I mean, Jacob's Ladder was nothing special. It was interesting, though not intensely enjoyable, and the ending was intriguing, but I don't think that twist is worthy of being mimicked by so many films, particularly Soul Survivors, which went so far as to be packed with Jacob's Ladder in a DVD two-pack. That's balls right there.

In less balls-related fare, there's Reeker, an exceptionally badly-named and fairly incoherent low-budget horror film cut from that same old cloth, though with a decent production value for what it is. This is no Z-grade schlock. This is good old B-grade horror stuff, featuring a few name actors, like "My So-Called Life" alumnus Devon Gummersall and Eric Mabius.

The film often tries attempts at humor, but much like the film's attempts at horror, it falls flat. Oh, sure, it's got cute girls, snarky guys, and a creepy unseen thing that turns out to be rather odd-looking, but it's really a big shrug, as if the script was improvised throughout the film's making.

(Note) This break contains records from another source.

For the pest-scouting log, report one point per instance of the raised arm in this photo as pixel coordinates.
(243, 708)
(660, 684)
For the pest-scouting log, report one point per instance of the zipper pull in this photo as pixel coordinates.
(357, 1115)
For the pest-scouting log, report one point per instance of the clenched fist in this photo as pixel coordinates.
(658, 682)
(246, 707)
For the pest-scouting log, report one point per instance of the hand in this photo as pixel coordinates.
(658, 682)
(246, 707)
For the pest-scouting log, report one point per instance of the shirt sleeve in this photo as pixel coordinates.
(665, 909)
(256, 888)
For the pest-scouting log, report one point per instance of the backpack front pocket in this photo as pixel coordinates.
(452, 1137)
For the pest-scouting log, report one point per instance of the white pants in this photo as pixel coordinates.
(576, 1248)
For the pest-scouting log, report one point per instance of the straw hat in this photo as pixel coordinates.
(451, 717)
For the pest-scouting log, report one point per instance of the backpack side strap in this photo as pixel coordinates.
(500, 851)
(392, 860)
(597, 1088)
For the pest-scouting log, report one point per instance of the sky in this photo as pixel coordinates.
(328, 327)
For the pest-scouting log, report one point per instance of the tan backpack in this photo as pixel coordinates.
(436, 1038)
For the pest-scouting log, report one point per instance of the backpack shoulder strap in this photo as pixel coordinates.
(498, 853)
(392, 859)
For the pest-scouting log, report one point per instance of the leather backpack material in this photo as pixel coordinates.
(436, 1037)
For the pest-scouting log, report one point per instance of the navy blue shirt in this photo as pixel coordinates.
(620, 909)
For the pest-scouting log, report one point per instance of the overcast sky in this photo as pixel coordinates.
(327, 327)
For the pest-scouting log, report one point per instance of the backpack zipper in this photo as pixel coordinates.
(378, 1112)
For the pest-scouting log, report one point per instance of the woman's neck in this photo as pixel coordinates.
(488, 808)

Writer/director Dave Payne, of the hit Addams Family Reunion fame, churns out muck in this tale of teens on the way to some stupid outdoor rave, passing through the desert with stolen drugs, and crossing into a zone without communication or life and facing the ghostly apparitions of lost beings. Of course, things go badly and they are hunted by a garbage disposal-bladed gas-masked cowboy that emits a hazy stench that causes people to pass out. There is much running, much hiding, and the slow careen toward the idiotic reveal that they've been dead the whole time and that the escape from Dusty McSmellBlade was actually their escape from death, the survivors barely remembering their harrowing journey, leaving them much luckier than the poor bastards forced to watch this.

Did I mention "spoilers"? Did you even care?

Payne's writing and direction is on par with your average Sci-Fi Channel-made films and is as mediocre as it comes. The effects are often inventive, but nothing tremendous. The acting is better than the film often deserves and I'm left feeling bad for the poor kids making this movie, as they could all do better. My only hope is that this experience leads them all to finding more and better work. And, hey, it's a check, I guess.

For a film at three in the morning, one could do worse than Reeker, though the same could be said of picking up a crackhead prostitute and no one would see it as a compliment.